Prima di soffermarci sulla pronuncia resa dalla Suprema Corte, è opportuno qui ricordare che il D.lgs. n° 8/2016 ha disciplinato la depenalizzazione di numerose ipotesi di reato in materia di lavoro e previdenza obbligatoria prevedendone la trasformazione in illeciti amministrativi. In materia previdenziale il Decreto ha parzialmente depenalizzato il reato di omesso versamento delle ritenute previdenziali ed assistenziali operate dal datore di lavoro sulle retribuzioni dei lavoratori dipendenti introducendo una distinzione correlata al valore dell’omissione compiuta. In particolare, il datore di lavoro: a) è punito con la reclusione fino a tre anni e con la multa fino a Euro 1.032, se l’importo omesso è superiore a Euro 10.000 annui; b) è assoggettato a sanzione amministrativa pecuniaria da Euro 10.000 a Euro 50.000, se l’importo omesso non è superiore a Euro 10.000 annui. Si sottolinea come il datore di lavoro non sia punibile, né assoggettabile alla sanzione amministrativa, quando provveda al versamento delle ritenute entro tre mesi dalla contestazione o dalla notifica dell’avvenuto accertamento della violazione.

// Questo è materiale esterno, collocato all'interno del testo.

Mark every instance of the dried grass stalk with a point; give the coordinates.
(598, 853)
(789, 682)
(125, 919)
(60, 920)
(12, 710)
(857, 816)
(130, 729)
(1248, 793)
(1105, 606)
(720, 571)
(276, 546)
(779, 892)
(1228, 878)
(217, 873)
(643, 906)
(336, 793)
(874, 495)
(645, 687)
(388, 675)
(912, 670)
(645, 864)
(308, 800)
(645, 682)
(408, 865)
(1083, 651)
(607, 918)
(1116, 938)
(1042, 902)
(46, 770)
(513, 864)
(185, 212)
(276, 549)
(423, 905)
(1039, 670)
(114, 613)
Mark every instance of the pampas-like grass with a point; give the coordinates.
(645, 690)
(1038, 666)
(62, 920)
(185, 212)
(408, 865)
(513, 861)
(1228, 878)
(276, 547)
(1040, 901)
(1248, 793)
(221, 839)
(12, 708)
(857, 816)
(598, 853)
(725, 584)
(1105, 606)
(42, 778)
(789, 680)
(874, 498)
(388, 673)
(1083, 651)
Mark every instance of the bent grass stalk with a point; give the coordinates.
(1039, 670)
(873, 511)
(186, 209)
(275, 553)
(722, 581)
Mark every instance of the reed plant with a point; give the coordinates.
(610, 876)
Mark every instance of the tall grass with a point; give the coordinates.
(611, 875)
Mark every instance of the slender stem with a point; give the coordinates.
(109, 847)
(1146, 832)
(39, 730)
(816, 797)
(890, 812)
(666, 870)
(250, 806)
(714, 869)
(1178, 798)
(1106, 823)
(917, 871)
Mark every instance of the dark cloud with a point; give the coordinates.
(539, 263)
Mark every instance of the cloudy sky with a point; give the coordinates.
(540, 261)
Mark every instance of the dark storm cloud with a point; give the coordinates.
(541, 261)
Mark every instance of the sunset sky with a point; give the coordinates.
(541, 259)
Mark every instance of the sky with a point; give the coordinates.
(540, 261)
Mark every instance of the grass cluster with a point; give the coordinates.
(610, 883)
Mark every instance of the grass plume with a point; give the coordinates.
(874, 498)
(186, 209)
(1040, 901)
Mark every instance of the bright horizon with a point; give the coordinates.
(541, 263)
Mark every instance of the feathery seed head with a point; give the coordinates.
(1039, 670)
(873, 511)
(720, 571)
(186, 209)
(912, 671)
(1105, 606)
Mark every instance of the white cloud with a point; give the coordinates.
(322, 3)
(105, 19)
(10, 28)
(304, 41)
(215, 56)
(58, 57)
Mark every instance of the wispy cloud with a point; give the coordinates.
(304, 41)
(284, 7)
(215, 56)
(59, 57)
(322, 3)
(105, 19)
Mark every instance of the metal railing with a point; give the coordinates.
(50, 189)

Il delitto in questione è da considerarsi a tutti gli effetti illecito omissivo istantaneo che si consuma nel momento in cui scade il termine utile per il versamento da parte del datore di lavoro. Per cui il successivo versamento delle somme dovute, previsto dalla norma nei “tre mesi dalla contestazione o dalla notifica dell’avvenuto accertamento della violazione”, realizza la causa di esclusione della punibilità di un fatto di reato già perfezionatosi nei suoi elementi costitutivi. Dunque, appare evidente come la tempestività del versamento sia quindi condizione imprescindibile per il venir meno della punibilità del fatto, con la conseguenza che, quando viene contestato un reato di questo tipo e genere, avente ad oggetto il mancato versamento delle ritenute previdenziali ed assistenziali operate dal datore di lavoro sulle retribuzioni dei lavoratori dipendenti, mediante la notifica di un atto giudiziario da parte del Tribunale, importanza dirimente assume la verifica della preventiva ricezione, da parte del datore, dell’accertamento effettuata dall’INPS, a seguito della quale lo stesso ha avuto ancora tre mesi di tempo per versare le somme contestate e dovute.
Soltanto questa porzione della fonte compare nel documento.